CONSTITUTIONAL PRINCIPLE OF SEPERATION OF POWER
In the present 1999 Constitution of the Federal Republic of Nigeria, separation of powers is a fundamental constitutional principle. Relevant sections of the Constitution place each of the basic powers of government in a separate branch. while sections 4 and 5 deal with the legislative and executive powers respectively, section 6 is concerned with the judicial powers. These provisions are in pari materia with those of sections 4, 5 and 6 of 1979 presidential constitution. In the 1999 Nigerian Constitution, there is also a vertical separation of powers between the Federal Government and the state governments especially. While the federal legislative power is vested by section 4 (2), (3) & (4), the state legislative power is conferred by section 4 (6) & (7). The adumbration of the contents of respective powers is contained in the second schedule of the Constitution. In the same manner, while the federal executive power is enshrined in section 5 (1), that of the state is contained in section 5 (2).
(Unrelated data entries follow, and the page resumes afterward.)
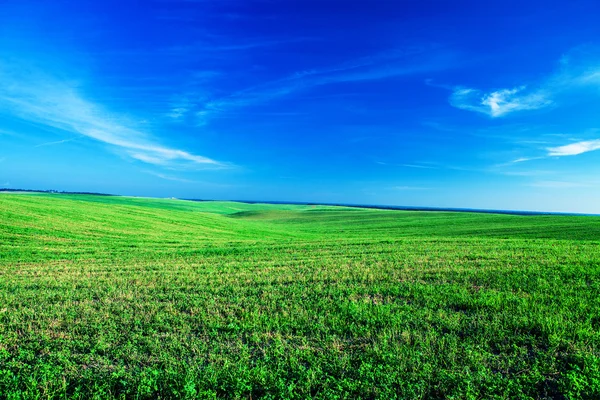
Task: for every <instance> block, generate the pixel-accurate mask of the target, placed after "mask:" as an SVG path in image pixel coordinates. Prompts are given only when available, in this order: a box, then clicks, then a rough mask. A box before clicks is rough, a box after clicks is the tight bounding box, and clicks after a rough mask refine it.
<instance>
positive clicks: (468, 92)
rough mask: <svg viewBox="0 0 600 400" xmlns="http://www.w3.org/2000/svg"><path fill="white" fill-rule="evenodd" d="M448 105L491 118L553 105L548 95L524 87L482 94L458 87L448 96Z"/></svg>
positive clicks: (468, 88) (501, 89)
mask: <svg viewBox="0 0 600 400" xmlns="http://www.w3.org/2000/svg"><path fill="white" fill-rule="evenodd" d="M450 104H451V105H453V106H454V107H456V108H461V109H463V110H469V111H475V112H480V113H483V114H487V115H489V116H491V117H501V116H503V115H506V114H509V113H512V112H515V111H523V110H537V109H540V108H544V107H548V106H550V105H552V104H553V101H552V100H551V99H550V98H549V95H548V93H545V92H544V91H543V90H540V89H538V90H537V91H530V92H528V91H527V90H526V87H525V86H520V87H516V88H513V89H500V90H496V91H492V92H489V93H483V92H482V91H480V90H477V89H471V88H464V87H459V88H456V89H454V92H453V93H452V95H451V96H450Z"/></svg>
Again, the local governments described as the third tier of government at the instance of Decree 17 of 1985, also have powers that can be attested to by the provisions of section 7 (establishment) of the 4th schedule (functions) of the 1999 Constitution. There is clearly a constitutional separation of power in Nigeria both vertically and horizontally.
On yet another development, even as we have not been aware of the outcome, the so-called local government reform moves initiated by the executive recently is not unconnected with the failure to observe the principle of separation of powers. The 1999 Constitution of the Federal Republic of Nigeria does not in any section make provisions for the procedure for any reform in the local government structure. The implication of this is that any move to engage in such a reform must proceed in form of a bill that must be passed by the National Assembly insofar as the reform pertains to the whole local government areas in the nation. What we witnessed however was that everything hereunder was enshrouded in mystery and the National legislature was carefully schemed out. Right now we hear nothing about the reform or its result.
On the vertical separation plain, the matter is not different. The recent death blow by the federal government on the creation of new local governments by some state Houses of Assembly is quite illustrative. With due respect, I wish to submit that everything about the creation of new local governments constitutionally belongs to the state House of Assembly (section 8 (3)). The role of the National Assembly thereafter is clearly stated in the constitution. Hence section 7 (6) (a) urges the National Assembly to "make provisions for statutory allocation of public revenue to local councils of the federation"
The above considerations constitute only a tip of an iceberg of what can be discussed about the doctrine of separation of powers vis-à-vis governance in Nigeria. States like Delta and Anambra should uphold the constitution of the federal republic and conduct Local govt elections, Their state assemblies should live up to the expectation of the electorate by upholding the doctrine of separation of power. Or our democracy and separation of power would be one in which the functionaries are separated but the functions remain unseparated as obtainable in centuria centuriata and comitia tributa of the Roman Empire.